My favorite from the collection is “Red Earth”, aka “War-Zard”. Red Earth only features 4 playable characters – but each of these characters has their own story, with different cutscenes that lay out the story for them. The game also spawns monster enemies, making every battle a kind of boss battle. The progression in the offline mode was quite different compared to the rest of the collection.

“Super Gem Fighter” and “Cyberbots” were also visually fun, with interesting animations resulting from the combined moves. I also liked “Puzzle Fighter” because I could win it without breaking a sweat. As a tetris-like puzzle game, it’s the only non-combat game in the series. I like that the collection also has a “museum” in the menu, which gives us access to the original art from these games. This gives an idea of ​​how elaborately these games were designed at the time. It’s easy to rate this collection with a 7/10 – I enjoyed playing most of them.
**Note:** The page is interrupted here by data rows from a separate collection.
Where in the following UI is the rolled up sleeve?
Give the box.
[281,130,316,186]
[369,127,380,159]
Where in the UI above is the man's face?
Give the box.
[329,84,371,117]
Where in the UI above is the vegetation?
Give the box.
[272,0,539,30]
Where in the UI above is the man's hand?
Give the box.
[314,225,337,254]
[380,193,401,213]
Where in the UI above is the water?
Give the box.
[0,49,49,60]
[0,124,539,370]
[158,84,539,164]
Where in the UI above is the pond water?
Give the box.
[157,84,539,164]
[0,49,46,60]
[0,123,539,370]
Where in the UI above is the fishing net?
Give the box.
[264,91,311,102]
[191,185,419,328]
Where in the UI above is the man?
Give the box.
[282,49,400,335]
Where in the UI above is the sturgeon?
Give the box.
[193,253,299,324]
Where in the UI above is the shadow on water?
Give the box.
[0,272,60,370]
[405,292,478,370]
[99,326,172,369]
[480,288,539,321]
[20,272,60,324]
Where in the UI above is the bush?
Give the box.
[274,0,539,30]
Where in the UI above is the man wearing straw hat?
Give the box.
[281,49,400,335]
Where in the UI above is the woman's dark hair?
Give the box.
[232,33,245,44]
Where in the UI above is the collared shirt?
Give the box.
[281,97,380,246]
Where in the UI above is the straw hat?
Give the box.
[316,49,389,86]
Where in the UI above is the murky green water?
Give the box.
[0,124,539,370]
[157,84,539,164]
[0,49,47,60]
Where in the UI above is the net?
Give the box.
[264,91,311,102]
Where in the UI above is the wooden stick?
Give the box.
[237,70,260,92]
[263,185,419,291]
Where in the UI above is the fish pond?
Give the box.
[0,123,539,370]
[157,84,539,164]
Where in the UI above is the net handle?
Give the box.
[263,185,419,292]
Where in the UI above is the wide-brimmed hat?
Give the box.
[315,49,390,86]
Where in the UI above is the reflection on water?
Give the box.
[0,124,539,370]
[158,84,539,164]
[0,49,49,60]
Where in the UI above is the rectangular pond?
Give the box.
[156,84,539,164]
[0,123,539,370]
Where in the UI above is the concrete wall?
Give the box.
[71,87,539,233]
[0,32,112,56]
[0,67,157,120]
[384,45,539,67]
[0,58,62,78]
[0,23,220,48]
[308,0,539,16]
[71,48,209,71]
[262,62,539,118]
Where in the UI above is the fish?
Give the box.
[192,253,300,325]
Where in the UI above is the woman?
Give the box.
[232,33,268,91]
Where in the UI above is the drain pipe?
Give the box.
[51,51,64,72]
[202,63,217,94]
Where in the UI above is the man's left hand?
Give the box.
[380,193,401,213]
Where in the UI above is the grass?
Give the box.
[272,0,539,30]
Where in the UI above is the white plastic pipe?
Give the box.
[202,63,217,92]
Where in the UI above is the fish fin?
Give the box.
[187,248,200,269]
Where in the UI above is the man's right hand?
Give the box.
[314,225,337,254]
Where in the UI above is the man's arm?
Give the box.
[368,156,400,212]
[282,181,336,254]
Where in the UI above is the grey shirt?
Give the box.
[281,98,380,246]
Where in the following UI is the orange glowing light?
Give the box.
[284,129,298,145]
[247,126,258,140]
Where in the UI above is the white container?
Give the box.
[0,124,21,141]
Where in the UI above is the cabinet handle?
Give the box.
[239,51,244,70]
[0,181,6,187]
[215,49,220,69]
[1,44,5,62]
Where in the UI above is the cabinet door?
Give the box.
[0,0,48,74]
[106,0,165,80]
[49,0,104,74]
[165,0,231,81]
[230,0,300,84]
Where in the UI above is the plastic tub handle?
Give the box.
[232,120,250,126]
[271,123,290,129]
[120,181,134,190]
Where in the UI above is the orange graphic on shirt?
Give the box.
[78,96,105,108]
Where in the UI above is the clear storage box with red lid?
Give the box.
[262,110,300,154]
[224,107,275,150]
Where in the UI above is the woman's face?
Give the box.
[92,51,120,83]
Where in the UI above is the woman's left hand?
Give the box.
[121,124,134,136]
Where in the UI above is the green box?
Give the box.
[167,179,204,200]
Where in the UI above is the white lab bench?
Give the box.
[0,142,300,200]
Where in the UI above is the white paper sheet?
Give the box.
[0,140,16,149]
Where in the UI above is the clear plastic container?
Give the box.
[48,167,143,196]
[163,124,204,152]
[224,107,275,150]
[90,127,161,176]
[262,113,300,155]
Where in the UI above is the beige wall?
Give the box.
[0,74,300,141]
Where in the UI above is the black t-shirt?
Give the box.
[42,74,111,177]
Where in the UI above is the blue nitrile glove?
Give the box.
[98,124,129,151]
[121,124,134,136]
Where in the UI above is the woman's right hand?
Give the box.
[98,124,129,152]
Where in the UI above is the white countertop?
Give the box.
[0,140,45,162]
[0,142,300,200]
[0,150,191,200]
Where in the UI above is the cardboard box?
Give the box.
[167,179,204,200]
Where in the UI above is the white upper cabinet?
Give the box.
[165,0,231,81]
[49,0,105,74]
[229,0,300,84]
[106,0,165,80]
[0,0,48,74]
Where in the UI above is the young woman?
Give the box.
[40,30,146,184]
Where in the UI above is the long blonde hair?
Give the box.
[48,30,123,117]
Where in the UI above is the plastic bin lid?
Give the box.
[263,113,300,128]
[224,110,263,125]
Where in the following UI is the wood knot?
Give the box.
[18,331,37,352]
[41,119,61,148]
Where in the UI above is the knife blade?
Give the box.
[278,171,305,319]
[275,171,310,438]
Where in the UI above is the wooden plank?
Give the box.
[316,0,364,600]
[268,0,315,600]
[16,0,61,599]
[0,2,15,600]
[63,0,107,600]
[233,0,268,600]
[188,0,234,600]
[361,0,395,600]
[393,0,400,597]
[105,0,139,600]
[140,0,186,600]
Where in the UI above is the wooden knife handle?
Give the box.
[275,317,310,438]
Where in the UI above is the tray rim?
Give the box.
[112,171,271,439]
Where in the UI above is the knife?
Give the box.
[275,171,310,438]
KOCHI: Last month, Capcom released an optimized and curated showcase of ten of its popular vintage arcade games as part of the “Capcom Fighting Collection.” Capcom’s fighting games date back decades and are an important part of video game history, having been widely played in arcades in the late 90s. This collection contains Street Fighter 2, Red Earth, the Vampire hunter/Darkstalker series and a few other wandering fighting games that feature recurring characters from all of these games. I have to give credit to Capcom for their efficient translation of arcade games into a modern console format. For example, we can now change very grainy pixel graphics and make them smoother, or even change the aspect ratio for gameplay. The most notable of the customization options is customizing your buttons for special combos and options to lower the difficulty. These aren’t groundbreaking changes, but very thoughtful updates provided by Capcom, given that these games are coin-operated arcade games originally. Capcom has also introduced an online game mode where you can be matched with other players on the same platform. Being constantly beaten by the AI ​​on Street Fighter 2, I haven’t had the courage to try the online mode yet. The current collection is available for PC, PlayStation, Nintendo Switch, and Xbox. I played them myself on the Switch and recommend playing these games with a controller rather than a keyboard/mouse. My favorite from the collection is “Red Earth”, aka “War-Zard”. Red Earth only features 4 playable characters – but each of these characters has their own story, with different cutscenes that lay out the story for them. The game also spawns monster enemies, making every battle a kind of boss battle. The progression in the offline mode was quite different compared to the rest of the collection. “Super Gem Fighter” and “Cyberbots” were also visually fun, with interesting animations resulting from the combined moves. I also liked “Puzzle Fighter” because I could win it without breaking a sweat. As a tetris-like puzzle game, it’s the only non-combat game in the series. I like that the collection also has a “museum” in the menu, which gives us access to the original art from these games. This gives an idea of ​​how elaborately these games were designed at the time. It’s easy to rate this collection with a 7/10 – I enjoyed playing most of them.